Covid ICU nurse left job after 'torture' of pandemic
- Published
A nurse who worked on an intensive care unit during the pandemic said she chose to leave a permanent role due to the pressure on her mental health.
Fern Osborne, 30, from Llanelli, worked at a hospital in Carmarthen and said leaving for agency work was "her only option" to be able to keep working.
She said she got to the point she hoped lateral flow tests would be positive so she did not have to go to work.
The Welsh government said there are schemes in place to enable flexibility.
'Staff feel stuck in their jobs'
Ms Osborne was working at Glangwili General Hospital in November when she decided she would rather "take the risk" of relying on agency work - which means no sick pay, pension contribution and or guaranteed work - rather than stay in her position as a staff nurse, because the job was having a toll on her mental and physical well-being.
She said it gives her more flexibility after leaving shifts crying.
She told Newyddion S4C: "I'm lucky that I have the option to do that because I have no children, only a mortgage but many staff feel like they can't leave and are stuck in the job even though they hate doing it now."
She said staff shortages, ongoing pressures and the lack of support made it harder to do her job.
"I would finish the shift exhausted, upset and drained and it wasn't sustainable," she said.
Ms Osborne said she would "dread going to work" and in her 30 minute drive from Llanelli to Glangwili she had to "psych myself up for another shift because you wouldn't know what you were going to see".
She added: "During the first wave I felt like a fraud because I think we had one patient on ITU the whole time, but when the second wave hit it was non-stop.
"A patient would get admitted, then either leave and go on to the ward if they were better or die, and then another patient would come in. It was mentally and physically exhausting."
Ms Osborne was diagnosed with sciatica after picking a patient up and turning them over on the ventilator and was told by occupational health she was no longer allowed to work on the Covid ward.
Three weeks later, she was back.
"We were short staffed so I had no choice. By the end I was taking lateral flow tests and hoping they were positive just so I didn't have to go to work.
"That's when I knew I had to leave."
'Nurses are traumatised'
The Royal College of Nursing said the NHS is becoming "dangerously" dependant on agency staff.
Helen Whyley, Royal College of Nursing Wales director, said NHS nurses, particularly in senior roles, are "often demoralised or even traumatised by working in suboptimal or unsafe conditions for which they feel responsible while lacking the necessary authority to bring about change".
She added working for an agency allows them to use their skills without the burden of this but agencies are expensive for the NHS.
"Neither is it ideal for patient care: agency nurses will be less familiar with ward layout, policies, and equipment, and less able to provide continuity of care."

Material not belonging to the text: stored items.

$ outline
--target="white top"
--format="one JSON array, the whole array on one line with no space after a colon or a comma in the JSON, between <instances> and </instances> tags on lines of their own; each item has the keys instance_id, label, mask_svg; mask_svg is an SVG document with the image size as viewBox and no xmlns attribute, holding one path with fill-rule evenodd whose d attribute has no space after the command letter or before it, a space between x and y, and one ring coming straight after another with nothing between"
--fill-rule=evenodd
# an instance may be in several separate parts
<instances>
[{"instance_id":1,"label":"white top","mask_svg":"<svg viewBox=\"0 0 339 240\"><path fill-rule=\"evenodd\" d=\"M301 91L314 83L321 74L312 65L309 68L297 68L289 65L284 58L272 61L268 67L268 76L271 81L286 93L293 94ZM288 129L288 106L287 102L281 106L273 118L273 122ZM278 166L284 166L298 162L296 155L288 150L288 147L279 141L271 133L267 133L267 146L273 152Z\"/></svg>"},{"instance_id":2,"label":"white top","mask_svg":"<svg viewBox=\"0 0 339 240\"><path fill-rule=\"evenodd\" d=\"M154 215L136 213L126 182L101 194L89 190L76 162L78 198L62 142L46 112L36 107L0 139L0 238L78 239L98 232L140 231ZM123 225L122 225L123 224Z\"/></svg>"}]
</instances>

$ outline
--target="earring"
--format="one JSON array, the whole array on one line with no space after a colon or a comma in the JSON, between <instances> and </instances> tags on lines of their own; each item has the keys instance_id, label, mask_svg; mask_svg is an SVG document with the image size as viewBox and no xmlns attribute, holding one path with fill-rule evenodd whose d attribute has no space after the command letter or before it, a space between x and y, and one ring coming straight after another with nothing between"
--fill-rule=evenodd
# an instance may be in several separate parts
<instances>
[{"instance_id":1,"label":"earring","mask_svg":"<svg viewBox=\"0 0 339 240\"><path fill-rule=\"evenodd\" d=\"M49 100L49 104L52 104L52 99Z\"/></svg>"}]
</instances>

She said if a dependency on agencies continues, it risks health boards no longer directly employ staff to provide patient care and instead move all nursing care being outsourced.
"This is not a shift that should take place without a conscious government policy decision.
"If NHS Wales is to retain its own nursing staff, it needs to modernise its employment procedures to allow nurses more control over when they work."
Lisa Gostling, from Hywel Dda University Health Board, said: "We're sorry that the individual concerned has left our employment and appreciate the very difficult circumstances all our nurses, and indeed other staff, are working in as we respond to the ongoing pandemic.
"The health and wellbeing of all our nurses, along with every member of our staff, students and volunteers working within Hywel Dda University Health Board, matters greatly to us as an organisation."
She added that staff were regularly reminded staff to look after and discuss their own health.
A Welsh government spokesperson said: "The Welsh NHS currently employs historically high numbers of staff and currently has the highest number of nurses and midwives in training.
"We are very grateful to our workforce working across sectors and settings for all they have done and continue to do throughout the pandemic.
"Agency workers provide a very valuable additional resource during this time too."
They said NHS in Wales offers NHS organisations banks where nurses can benefit from national pay terms and conditions and can opt to work flexibly at times that suit them.